Apple may be considering ways to "share" apps with friends
June 3, 2009 2:51 PM CT



Apple's App Store has had, by all accounts, explosive success. Thanks to more than 35,000 apps, however, it can be difficult to separate the wheat from the chaff. According to a new report from BusinessWeek, Apple may be considering ways to "share" apps with friends in an effort to increase app discovery and spur wider distribution.

The App Store allows users to leave ratings and reviews, which can give potential users some idea if an app is good or not. But those ratings can be skewed by the fact that the iPhone asks for a rating of an app when it is deleted—chances are if you're deleting an app, it's because you don't like it. The App Store also maintains lists of top downloaded paid and free apps, both overall and in several categories.

But discovery still remains an issue. "As every day passes, it gets harder to rise above all that noise," Michael Boland, a program director for consultant The Kelsey Group, told BusinessWeek. "It's difficult to be found in the app store."

One way to address the issue is to have a way for one user to make a direct recommendation to another. Like the Zune's infamous song "squirting," a source for BusinessWeek says that the upcoming update to iPhone OS 3.0 includes a mechanism that would let users "share software with one another." The suggestion is that the mechanism is integrated into the OS but is not yet "activated" by Apple.

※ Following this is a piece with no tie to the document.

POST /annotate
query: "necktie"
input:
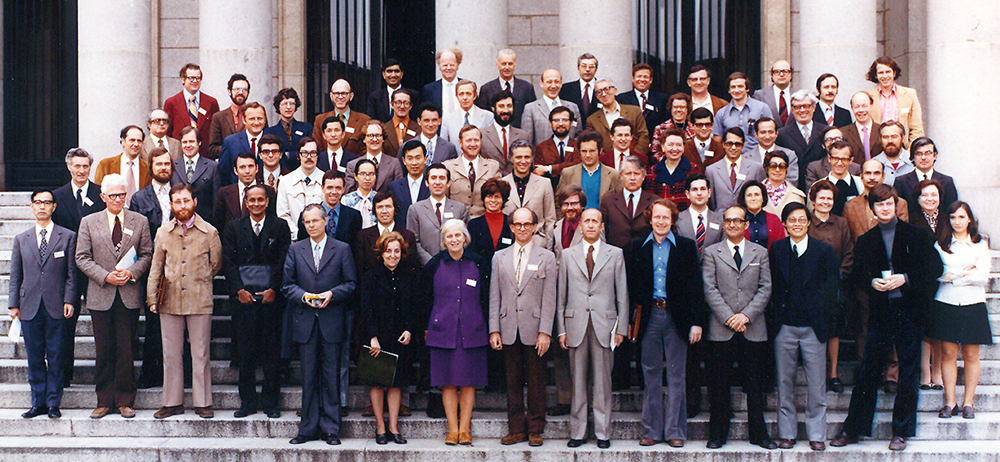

Such a feature makes us wonder how a "sharing" system would work. Apple has filed a patent on such a sharing mechanism, which provides for broadcasting data from one mobile device to another. It doesn't seem likely that one user could "beam" an app to another, though, given that apps are DRM-encoded to a particular device. It seems more likely that Apple could enable some mechanism that could utilize the Push Notification system, or perhaps SMS or MMS messages to send recommendations, including a link to the App Store.

Even more useful would be an integrated method of offering time-limited demos. Suppose I send a recommendation for an app to a friend—what's the use of the recommendation without a way to see if the app will work for the person I recommended it to? Such a demo mechanism would benefit users and developers alike, and would eliminate all the feature-limited "lite" versions of apps littered throughout the App Store.

Discovery and sharing are problems that competing app stores from Google, RIM, and others face as well. Google is also said to be experimenting with a way to enable direct user-to-user gifting and recommendations for its Android Marketplace. As the app store concept continues to evolve, we can be assured that new ways to share the apps we're using will become integral to how these stores operate in the future.